Monday morning was the busiest day at the US Consulate, with the longest line of visa seekers.
We have had actresses before, and, whatever the issue, their presence attracted a lot of attention and caused some disruption. I had misgivings and wanted to act quickly. I said, “Please show her in.”
Her first sentence was to explode our initial assumption. After I had offered her a seat and she had thanked me, she said, “I am Jean, a technology entrepreneur in hibernation.” Ah, a tech executive, with the looks of a screen goddess. I understood my assistant’s assumption. She worked for the world’s largest technology consulting group, but, she explained, she was currently on a sabbatical in this tiny Himalayan country. She traveled often and wanted to execute a Power of Attorney in favor of a Sherpa, who had once guided her on a mountain tour and was now her employee. He could then be authorized to pay her utility bills, collect her mail and do her financial chores while she was away.
The work was over in ten minutes, but she stayed for a cup of tea, and invited me for dinner the ensuing week before leaving. The next day I received a card telling me the place and time for dinner.
“I thought of inviting some other friends,” she said, “but decided against it at the end. You had seemed an interesting person, and I wanted to talk with you at length.”
When I wondered why there weren’t any restaurant clients on the balcony area either, she told me that she had reserved the entire floor. I knew she was well heeled, but now I was getting an idea of her style.
She wanted to know of my background, for, she said, I didn’t look or sound like the usual US consul. I told her briefly of my émigré antecedents, then asked about her. She told me an unexpected story.

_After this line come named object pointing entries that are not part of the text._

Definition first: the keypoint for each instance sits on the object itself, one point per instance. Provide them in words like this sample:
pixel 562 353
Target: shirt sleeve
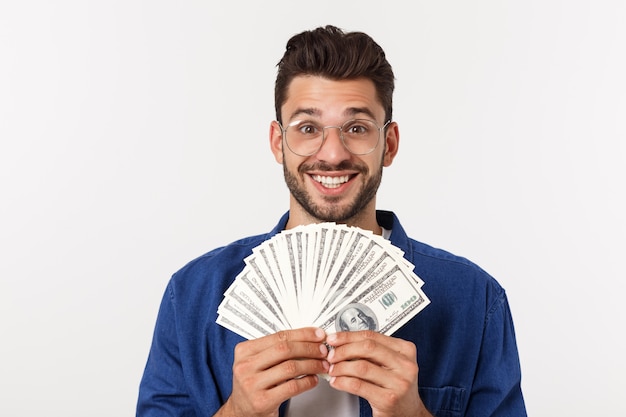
pixel 497 386
pixel 163 390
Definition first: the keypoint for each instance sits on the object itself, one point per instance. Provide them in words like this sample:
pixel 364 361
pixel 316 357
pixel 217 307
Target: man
pixel 333 135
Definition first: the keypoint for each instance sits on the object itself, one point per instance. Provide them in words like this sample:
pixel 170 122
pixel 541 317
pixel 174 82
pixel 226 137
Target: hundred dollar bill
pixel 384 306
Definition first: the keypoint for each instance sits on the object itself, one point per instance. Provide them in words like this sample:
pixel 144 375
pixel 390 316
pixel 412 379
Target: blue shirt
pixel 467 353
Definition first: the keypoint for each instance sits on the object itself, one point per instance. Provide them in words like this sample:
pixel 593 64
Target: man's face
pixel 333 184
pixel 354 319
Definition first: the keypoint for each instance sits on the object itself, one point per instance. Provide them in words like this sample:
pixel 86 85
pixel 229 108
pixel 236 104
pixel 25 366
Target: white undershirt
pixel 323 400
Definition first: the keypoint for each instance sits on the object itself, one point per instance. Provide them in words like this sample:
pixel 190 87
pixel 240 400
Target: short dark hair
pixel 334 54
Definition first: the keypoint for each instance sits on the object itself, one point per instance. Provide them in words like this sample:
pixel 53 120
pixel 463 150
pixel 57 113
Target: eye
pixel 304 128
pixel 307 129
pixel 357 128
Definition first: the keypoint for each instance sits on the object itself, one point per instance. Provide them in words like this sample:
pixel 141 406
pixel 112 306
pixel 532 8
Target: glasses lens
pixel 360 136
pixel 304 138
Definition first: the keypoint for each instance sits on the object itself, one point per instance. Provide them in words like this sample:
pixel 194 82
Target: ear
pixel 392 141
pixel 276 141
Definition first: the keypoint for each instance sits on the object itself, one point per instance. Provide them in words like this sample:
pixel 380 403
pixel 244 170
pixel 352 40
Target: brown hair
pixel 332 53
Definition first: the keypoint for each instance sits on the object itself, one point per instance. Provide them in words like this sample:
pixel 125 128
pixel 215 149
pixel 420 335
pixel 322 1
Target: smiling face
pixel 333 184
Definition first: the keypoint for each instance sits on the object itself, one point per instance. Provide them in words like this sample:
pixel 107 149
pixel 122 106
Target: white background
pixel 134 137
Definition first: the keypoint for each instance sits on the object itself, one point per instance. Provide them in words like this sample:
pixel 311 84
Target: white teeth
pixel 331 182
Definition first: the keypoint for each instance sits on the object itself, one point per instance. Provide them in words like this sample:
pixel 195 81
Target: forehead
pixel 331 100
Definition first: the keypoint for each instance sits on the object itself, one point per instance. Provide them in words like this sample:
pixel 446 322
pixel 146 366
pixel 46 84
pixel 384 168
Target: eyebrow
pixel 349 112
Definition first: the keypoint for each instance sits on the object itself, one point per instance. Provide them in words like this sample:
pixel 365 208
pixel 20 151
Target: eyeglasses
pixel 359 136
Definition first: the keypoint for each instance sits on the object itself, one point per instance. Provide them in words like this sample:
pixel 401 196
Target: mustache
pixel 324 166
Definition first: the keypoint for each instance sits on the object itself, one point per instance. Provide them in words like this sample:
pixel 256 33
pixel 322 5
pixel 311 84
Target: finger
pixel 386 350
pixel 247 362
pixel 305 334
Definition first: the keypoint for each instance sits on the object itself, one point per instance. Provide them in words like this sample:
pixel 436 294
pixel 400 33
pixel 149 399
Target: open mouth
pixel 331 182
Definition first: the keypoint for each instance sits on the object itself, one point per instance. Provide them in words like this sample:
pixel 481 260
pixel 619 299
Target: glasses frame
pixel 343 141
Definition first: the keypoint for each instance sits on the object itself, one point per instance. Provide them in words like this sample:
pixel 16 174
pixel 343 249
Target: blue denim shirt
pixel 467 353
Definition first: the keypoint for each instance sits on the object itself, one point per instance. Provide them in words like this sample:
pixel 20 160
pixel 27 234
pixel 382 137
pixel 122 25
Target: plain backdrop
pixel 134 137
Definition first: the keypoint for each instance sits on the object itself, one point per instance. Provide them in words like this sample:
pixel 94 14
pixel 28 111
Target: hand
pixel 269 370
pixel 381 369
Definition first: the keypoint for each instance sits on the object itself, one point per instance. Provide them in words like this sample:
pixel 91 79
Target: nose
pixel 333 149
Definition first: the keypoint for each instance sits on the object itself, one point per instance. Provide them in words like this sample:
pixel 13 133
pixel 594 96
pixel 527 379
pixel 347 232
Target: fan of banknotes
pixel 327 275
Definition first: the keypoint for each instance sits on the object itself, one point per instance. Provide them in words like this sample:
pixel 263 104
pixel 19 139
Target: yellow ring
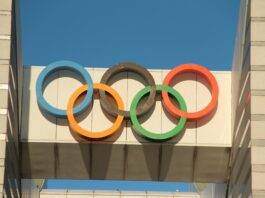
pixel 101 134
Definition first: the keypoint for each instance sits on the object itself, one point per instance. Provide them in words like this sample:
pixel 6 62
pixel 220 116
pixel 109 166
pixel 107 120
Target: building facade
pixel 228 162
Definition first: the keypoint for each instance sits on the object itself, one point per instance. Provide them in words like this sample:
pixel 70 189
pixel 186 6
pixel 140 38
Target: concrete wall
pixel 257 86
pixel 240 177
pixel 10 92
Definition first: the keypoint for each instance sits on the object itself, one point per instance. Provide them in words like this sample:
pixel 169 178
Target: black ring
pixel 122 67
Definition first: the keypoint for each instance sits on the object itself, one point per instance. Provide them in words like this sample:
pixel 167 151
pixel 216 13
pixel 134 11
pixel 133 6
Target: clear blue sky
pixel 153 33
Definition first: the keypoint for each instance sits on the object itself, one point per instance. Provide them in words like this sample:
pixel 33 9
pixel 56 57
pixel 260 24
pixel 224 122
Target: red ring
pixel 194 68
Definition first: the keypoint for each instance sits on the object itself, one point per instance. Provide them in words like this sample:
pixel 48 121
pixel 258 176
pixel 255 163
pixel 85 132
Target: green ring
pixel 154 136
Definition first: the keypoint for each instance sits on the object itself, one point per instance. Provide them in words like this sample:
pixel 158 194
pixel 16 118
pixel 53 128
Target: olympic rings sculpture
pixel 135 109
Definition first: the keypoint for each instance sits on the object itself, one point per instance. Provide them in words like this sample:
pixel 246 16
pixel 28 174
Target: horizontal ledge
pixel 148 162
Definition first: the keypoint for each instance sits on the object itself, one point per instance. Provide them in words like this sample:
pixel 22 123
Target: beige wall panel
pixel 258 181
pixel 3 123
pixel 177 163
pixel 107 161
pixel 185 84
pixel 4 98
pixel 142 162
pixel 5 48
pixel 68 83
pixel 258 79
pixel 257 129
pixel 257 8
pixel 130 194
pixel 257 105
pixel 257 155
pixel 2 171
pixel 4 74
pixel 216 128
pixel 257 55
pixel 43 126
pixel 5 21
pixel 257 31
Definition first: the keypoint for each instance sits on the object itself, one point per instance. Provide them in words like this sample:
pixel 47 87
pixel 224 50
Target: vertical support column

She was flying to Los Angeles, for her work for the technology company, when she met on the plane the chairman of the country’s largest defense contractor. Within three weeks he had proposed to her and they were married in Hawaii in seven weeks. He was an avid collector of guns and keen that she should join him in practice shooting. Barely six months after their return from honeymoon in the Caribbean, he was proudly showing her his collection and showing the unique way each gun needed to be loaded and fired. He demonstrated excitedly his favorite, a Springfield XD-S, showed how lightweight it was and how easy to load, then handed it to Jean. She had barely taken it in her hand and turned it around to see how it works, when it went off with a loud bang. The bullet went through her husband’s neck and he was instantly killed.
When she recovered from her shock, the large house was teeming with police and homicide detectives. They checked the guns, took prints and searched the entire home for evidence.
Jean was asked to describe the event to the investigating detective, repeatedly. She said it was an accident, but he did not believe her. He suspected that the large property they owned was the motive. He wanted her prosecuted and got her sister-in-law to be a witness to ostensible problems in the marriage. Good Heavens, how did she manage to avoid that murder rap? Jean said, “Very simple. We owned two expensive homes in Georgetown. I gave her one. The police no longer had a witness.”
Of course, she featured on the front page of newspapers as a “person of interest” for several days. Her life was no longer the same. She decided to take a long sabbatical from her work and go someplace she had never been, and nobody would know her or about her. She bought a first-class ticket for Nepal.
I would get even closer and say, “I would love to die in your hands.”